DenseNet
相比于ResNet,DenseNet把最后的+改为concat,然后为了解决output_channels增长过快的问题使用了transition_blocks每次使用1x1 Conv来减小output_channels以及用avg_pooling来减半高和宽。
代码
import d2lzh as d2l
from mxnet import gluon, init, nd, autograd
from mxnet.gluon import nn
import time
def conv_block(num_channels):
blk = nn.Sequential()
blk.add(nn.BatchNorm(), nn.Activation('relu'),
nn.Conv2D(num_channels, kernel_size=3, padding=1))
return blk
class DenseBlock(nn.Block):
def __init__(self, num_convs, num_channels, **kwargs):
super(DenseBlock, self).__init__(**kwargs)
self.net = nn.Sequential()
for _ in range(num_convs):
self.net.add(conv_block(num_channels))
def forward(self, X):
for blk in self.net:
Y = blk(X)
X = nd.concat(X, Y, dim=1) # 在通道维上将输入和输出连结
return X
def transition_block(num_channels):
blk = nn.Sequential()
blk.add(nn.BatchNorm(), nn.Activation('relu'),
nn.Conv2D(num_channels, kernel_size=1),
nn.AvgPool2D(pool_size=2, strides=2))
return blk
# 首先是跟ResNet一样的1x1 Conv和max_pooling
net = nn.Sequential()
net.add(nn.Conv2D(64, kernel_size=7, strides=2, padding=3),
nn.BatchNorm(), nn.Activation('relu'),
nn.MaxPool2D(pool_size=3, strides=2, padding=1))
num_channels, growth_rate = 64, 32 # num_channels为当前的通道数
num_convs_in_dense_blocks = [4, 4, 4, 4]
for i, num_convs in enumerate(num_convs_in_dense_blocks):
net.add(DenseBlock(num_convs, growth_rate))
# 上一个稠密块的输出通道数
num_channels += num_convs * growth_rate
# 在稠密块之间加入通道数减半的过渡层
if i != len(num_convs_in_dense_blocks) - 1:
num_channels //= 2
net.add(transition_block(num_channels))
# 最后接上全局池化层和dense
net.add(nn.BatchNorm(), nn.Activation('relu'), nn.GlobalAvgPool2D(),
nn.Dense(10))
batch_size = 256
# 构建数据集,将原来28x28的图片放大到96x96
train_iter, test_iter = d2l.load_data_fashion_mnist(batch_size, resize=96)
ctx = d2l.try_gpu()
net.initialize(ctx=ctx, init=init.Xavier())
print('training on', ctx)
softmax_cross_entropy = gluon.loss.SoftmaxCrossEntropyLoss()

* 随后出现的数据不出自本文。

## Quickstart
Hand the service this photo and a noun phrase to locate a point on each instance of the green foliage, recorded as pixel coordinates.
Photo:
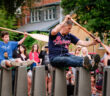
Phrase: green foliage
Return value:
(11, 5)
(92, 14)
(8, 22)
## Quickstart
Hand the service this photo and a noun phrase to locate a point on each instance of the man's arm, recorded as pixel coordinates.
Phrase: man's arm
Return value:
(86, 43)
(22, 40)
(59, 26)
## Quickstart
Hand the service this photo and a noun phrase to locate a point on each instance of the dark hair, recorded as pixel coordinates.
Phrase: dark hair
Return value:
(69, 22)
(3, 33)
(24, 49)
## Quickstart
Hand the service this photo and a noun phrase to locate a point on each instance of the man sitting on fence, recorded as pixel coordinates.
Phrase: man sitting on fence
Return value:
(6, 49)
(59, 40)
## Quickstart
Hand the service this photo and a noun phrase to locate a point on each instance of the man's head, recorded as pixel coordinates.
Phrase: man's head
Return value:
(67, 27)
(5, 36)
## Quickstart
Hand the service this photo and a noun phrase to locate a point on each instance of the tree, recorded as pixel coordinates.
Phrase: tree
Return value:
(12, 5)
(92, 14)
(8, 22)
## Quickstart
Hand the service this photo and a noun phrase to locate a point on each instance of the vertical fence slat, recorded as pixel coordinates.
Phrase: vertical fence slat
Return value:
(106, 82)
(6, 83)
(21, 82)
(83, 83)
(60, 83)
(38, 81)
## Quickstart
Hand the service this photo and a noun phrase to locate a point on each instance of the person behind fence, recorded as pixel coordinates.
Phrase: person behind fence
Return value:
(34, 55)
(59, 41)
(6, 51)
(24, 57)
(44, 55)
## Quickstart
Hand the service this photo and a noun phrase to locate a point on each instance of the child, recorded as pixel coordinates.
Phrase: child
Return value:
(6, 50)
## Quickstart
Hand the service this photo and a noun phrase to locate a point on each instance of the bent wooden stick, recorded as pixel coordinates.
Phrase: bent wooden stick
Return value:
(35, 36)
(90, 35)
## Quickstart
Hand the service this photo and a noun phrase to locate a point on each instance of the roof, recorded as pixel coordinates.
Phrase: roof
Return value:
(39, 26)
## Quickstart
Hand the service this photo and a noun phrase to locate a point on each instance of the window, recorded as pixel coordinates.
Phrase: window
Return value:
(49, 14)
(87, 39)
(35, 15)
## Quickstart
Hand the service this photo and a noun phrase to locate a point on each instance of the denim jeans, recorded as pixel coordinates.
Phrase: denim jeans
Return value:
(67, 61)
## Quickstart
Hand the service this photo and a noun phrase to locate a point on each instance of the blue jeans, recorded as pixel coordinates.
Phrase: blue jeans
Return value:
(32, 66)
(67, 61)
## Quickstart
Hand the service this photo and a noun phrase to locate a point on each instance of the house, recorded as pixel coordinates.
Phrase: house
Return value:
(42, 16)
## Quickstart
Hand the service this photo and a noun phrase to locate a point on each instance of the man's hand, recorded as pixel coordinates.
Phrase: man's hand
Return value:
(95, 41)
(25, 34)
(67, 18)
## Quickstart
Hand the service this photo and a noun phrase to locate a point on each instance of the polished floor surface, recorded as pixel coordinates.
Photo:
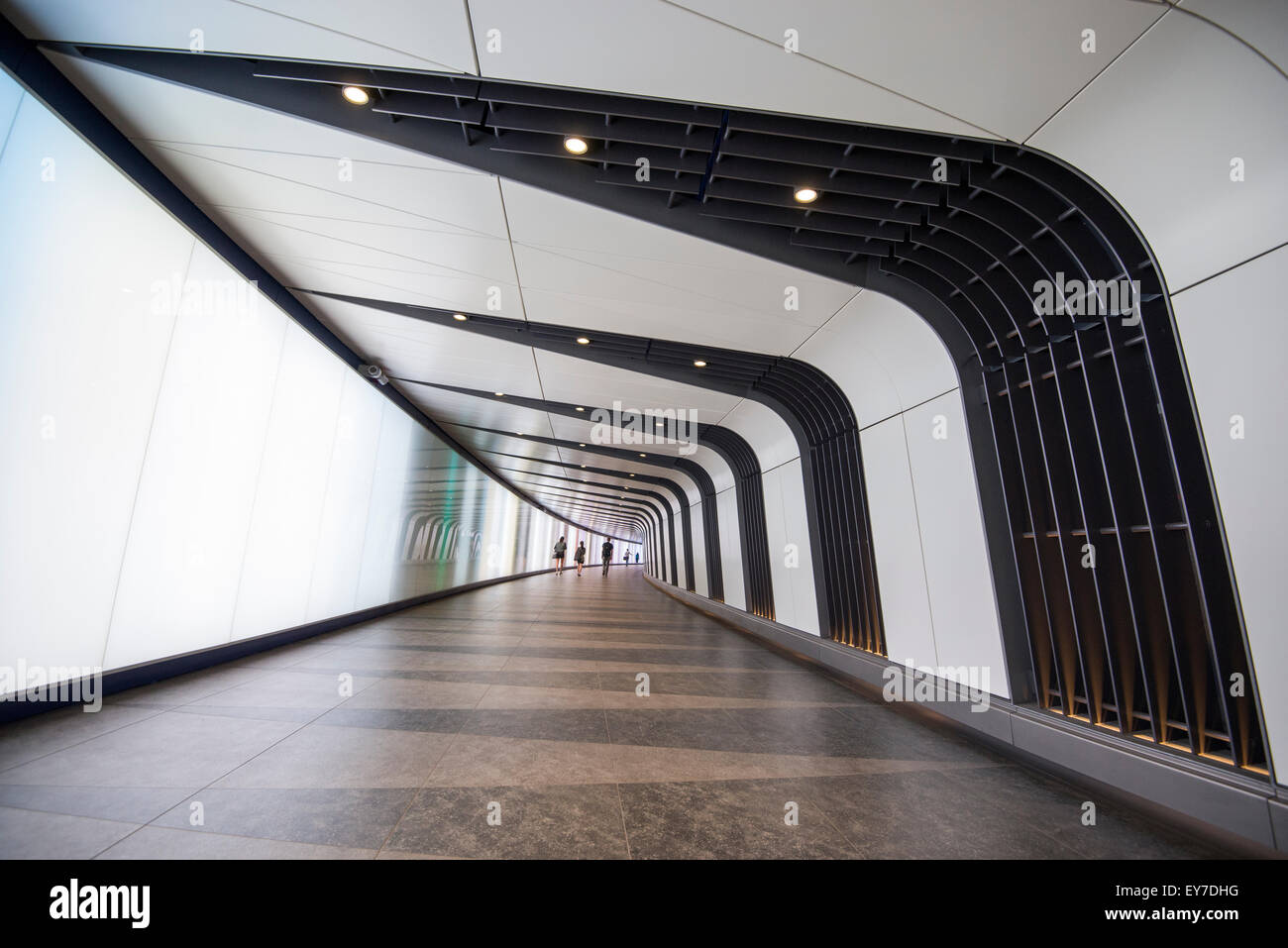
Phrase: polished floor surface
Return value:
(509, 721)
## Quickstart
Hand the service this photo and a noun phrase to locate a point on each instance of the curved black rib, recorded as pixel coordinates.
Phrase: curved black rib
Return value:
(1085, 429)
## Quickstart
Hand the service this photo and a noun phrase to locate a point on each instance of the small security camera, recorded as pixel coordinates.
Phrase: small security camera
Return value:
(375, 372)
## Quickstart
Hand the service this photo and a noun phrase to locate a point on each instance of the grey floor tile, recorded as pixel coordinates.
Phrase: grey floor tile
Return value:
(553, 822)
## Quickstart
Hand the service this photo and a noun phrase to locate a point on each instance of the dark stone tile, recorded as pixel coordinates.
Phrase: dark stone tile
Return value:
(925, 815)
(1055, 807)
(553, 822)
(443, 720)
(540, 724)
(355, 818)
(853, 732)
(711, 729)
(728, 819)
(121, 804)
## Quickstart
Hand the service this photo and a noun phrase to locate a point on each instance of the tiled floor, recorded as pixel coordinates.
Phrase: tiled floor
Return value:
(518, 702)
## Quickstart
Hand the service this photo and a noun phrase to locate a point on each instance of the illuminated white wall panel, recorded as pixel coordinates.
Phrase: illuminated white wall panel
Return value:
(897, 541)
(730, 549)
(334, 587)
(699, 552)
(958, 575)
(281, 546)
(1236, 352)
(790, 562)
(81, 357)
(381, 550)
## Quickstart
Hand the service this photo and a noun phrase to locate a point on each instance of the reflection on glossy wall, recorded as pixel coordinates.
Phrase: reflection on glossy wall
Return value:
(184, 466)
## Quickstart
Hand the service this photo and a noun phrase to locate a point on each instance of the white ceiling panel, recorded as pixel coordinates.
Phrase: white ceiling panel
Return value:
(485, 412)
(1263, 24)
(568, 378)
(655, 48)
(412, 34)
(884, 356)
(424, 351)
(442, 202)
(150, 108)
(1179, 107)
(584, 265)
(958, 56)
(765, 430)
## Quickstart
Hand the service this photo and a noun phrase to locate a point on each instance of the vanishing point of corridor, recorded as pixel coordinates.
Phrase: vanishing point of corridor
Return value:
(511, 721)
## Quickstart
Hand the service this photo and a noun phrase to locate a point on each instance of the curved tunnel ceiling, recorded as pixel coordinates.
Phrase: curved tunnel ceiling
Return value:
(1082, 429)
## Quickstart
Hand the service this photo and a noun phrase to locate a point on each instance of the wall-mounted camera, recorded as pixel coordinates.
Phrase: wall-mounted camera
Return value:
(375, 373)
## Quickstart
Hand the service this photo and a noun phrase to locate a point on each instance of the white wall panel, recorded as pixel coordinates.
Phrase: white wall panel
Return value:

trainer = gluon.Trainer(net.collect_params(), 'sgd', {'learning_rate': 0.1})
for epoch in range(3):
train_loss_sum = 0
train_acc_sum = 0
n = 0
start = time.time()
for X, y in train_iter:
X, y = X.as_in_context(ctx), y.as_in_context(ctx)
with autograd.record():
y_hat = net(X)
loss = softmax_cross_entropy(y_hat, y).sum()
loss.backward()
trainer.step(batch_size)
y = y.astype('float32')
train_loss_sum += loss.asscalar()
train_acc_sum += (y_hat.argmax(axis=1) == y).sum().asscalar()
n += y.size
test_acc = d2l.evaluate_accuracy(test_iter, net, ctx)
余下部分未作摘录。